Yirim Seck raps like most people drink water. Or breathe. You know those normal human activities we all do with such mandatory repetition that we forget we’re doing them? Some artists paint pictures, some authors write novels, and some athletes play sports in the same fashion. It just comes naturally. Those folks have muscles that most people don’t. Yirim Seck just happens to have the Emcee Muscle.
Which is why, considering how intensely hungry the 206 hip-hop scene is for music these days, it comes as a surprise (at least to this blogger) that it’s taken this long for Yirim Seck to release a full-length album. He’s mostly known around town as one-third of (now defunct?) Pyrate Radio, an act that, surprisingly for all its considerable talent, has also never released an album (at least to my knowledge). I’m sure the inner-workings of a hip-hop group are fraught with a myriad of reasons why they can’t get their collective act together (Pearl Dragon, after all, has got a pretty good thing going with Champagne Champagne), but the release of a Pyrate Radio record would be cause for celebration for many underground fans.
Instead, we get Hear Me Out from Yirim Seck. And, trust, it’s enough. Here Yirim separates himself, talent-wise, from his Pyrate Radio brethren. In fact, he separates himself from most local rappers completely. Dude is talented. The first time I heard him spit was on the Pyrate Radio track, “Hey You Say You” where I was struck by his effortless, nonchalant flow and clever wordplay. There’s even more of that on Hear Me Out. Yirim possesses that rare rapper’s ability to effectively express himself without sounding like he’s working very hard. It’s a style that draws you in naturally to the music, a voice that complements hip-hop’s indigenous breaks and boom-bap perfectly.
On the album, he puts his talent to good-use. Yirim wants listeners to know he’s a fully-arrived solo emcee who’s legit (“Check”). He also makes clear that his life is filled with very ordinary circumstances, from the unexpected birth of his first child (“Rebirth”), to the struggle of trying to make a living off his art (“Run It”), to the sexual temptations that f*ck-up relationships (“Trust”). Hear Me Out‘s main character is an everyman who says, “See, I have some of the same problems you do.” That this everyman can tell his stories and present his particular ethos more lyrically than others is to the benefit of hip-hop fans everywhere.

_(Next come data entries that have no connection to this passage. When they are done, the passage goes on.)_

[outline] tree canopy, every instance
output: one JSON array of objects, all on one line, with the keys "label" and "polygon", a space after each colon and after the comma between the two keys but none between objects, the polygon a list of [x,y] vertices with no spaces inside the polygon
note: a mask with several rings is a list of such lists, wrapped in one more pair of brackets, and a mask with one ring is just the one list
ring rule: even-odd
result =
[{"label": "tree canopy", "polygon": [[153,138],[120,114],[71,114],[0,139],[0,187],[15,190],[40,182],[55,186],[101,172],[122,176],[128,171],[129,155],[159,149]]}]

The production is generally straight-forward, traditional hip-hop. There are no grand histrionic sonic arrangements or overwrought musical experiments. What it lacks in relative spectacular-ness, it makes up for in well-executed convention, mostly a mixture of DJ Premier-cloned beats with straight-laced underground sensibilities. Yirim Seck doesn’t need fancy sh*t anyway, there’s enough raw personality and talent here to announce a welcome (re-)arrival of this emcee without superfluous musical flourish.
Just because the general public doesn’t know who Yirim Seck is, doesn’t mean he’s an unknown among the members of Seattle’s hip-hop community. He’s been down with The Physics and Gabriel Teodros for years. They all came up rapping together. To fans, however, he appears to be that dude on the low, waiting for an opportunity. Like the ballplayer who’s kicked around the minors for a few years developing his skills, and then all of a sudden he’s in the majors batting .350.
In actuality, Yirim Seck’s just been busy living real life. Very few local artists eat off rap, and those lucky enough to do so are probably both greatly thankful for the opportunity but tired from the constant and necessary grind. Yirim Seck is already worn-out from the hustle, and he hasn’t even “made it” in the music business yet. It’s cats like these, the hard-working underdogs whose talent often makes them more-deserving than those above them, that hip-hop roots for.